# Replacement bulb for Surefire E1E



## taro68 (Aug 9, 2018)

Hello. Please has someone any information were could i buy a replacement bulb for my Surefire E1E.Thanks. Giovanni


----------



## id30209 (Aug 9, 2018)

*Re: Replacement buon for Surefire E1E*

tadcustoms.com or lumensfactory


----------



## peter yetman (Aug 9, 2018)

Lumens Factory. This may be the one, but have a look...
https://www.lumensfactory.com/en/product_detail.php?pid=21
P


----------



## taro68 (Aug 9, 2018)

*Re: Replacement buon for Surefire E1E*

Thanks!


----------



## KentuckyMike (Aug 9, 2018)

*Re: Replacement buon for Surefire E1E*

I'll second P's suggestion. And here is a link to all their E-series products on one page. The nice thing is you can get a 3V assembly to use with primaries, or a 3.7V lamp to use with an RCR123. Plus, of course, all the different outputs Mark offers. Good luck!! 

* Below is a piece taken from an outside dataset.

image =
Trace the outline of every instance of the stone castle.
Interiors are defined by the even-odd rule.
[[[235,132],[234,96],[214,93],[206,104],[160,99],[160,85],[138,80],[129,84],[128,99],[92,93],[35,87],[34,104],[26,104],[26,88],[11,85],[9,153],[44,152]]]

https://www.lumensfactory.com/en/product.php?cid=13


----------



## id30209 (Aug 9, 2018)

TadsCustoms has cheap bulbs, base/socket you buy only once. LF once done is done and Tad socket only need new bulb. 
Both LF and Tad has good stuff but Tad’s setup is good for your pocket.


----------



## night.hoodie (Aug 9, 2018)

id30209 said:


> TadsCustoms has cheap bulbs, base/socket you buy only once. LF once done is done and Tad socket only need new bulb.
> Both LF and Tad has good stuff but Tad’s setup is good for your pocket.



This is true, but it should be noted for tougher duty, such as weapon recoil, Lumens Factory lamps are superior, as shock can dislocate Tad Customs bipins from the E socket. I use Tad Customs E socket snd bipin lamps exclusively, but I never need a weapon more deadly than my rapier wit, and I am unaware of any weapon more devistating. ;-)


----------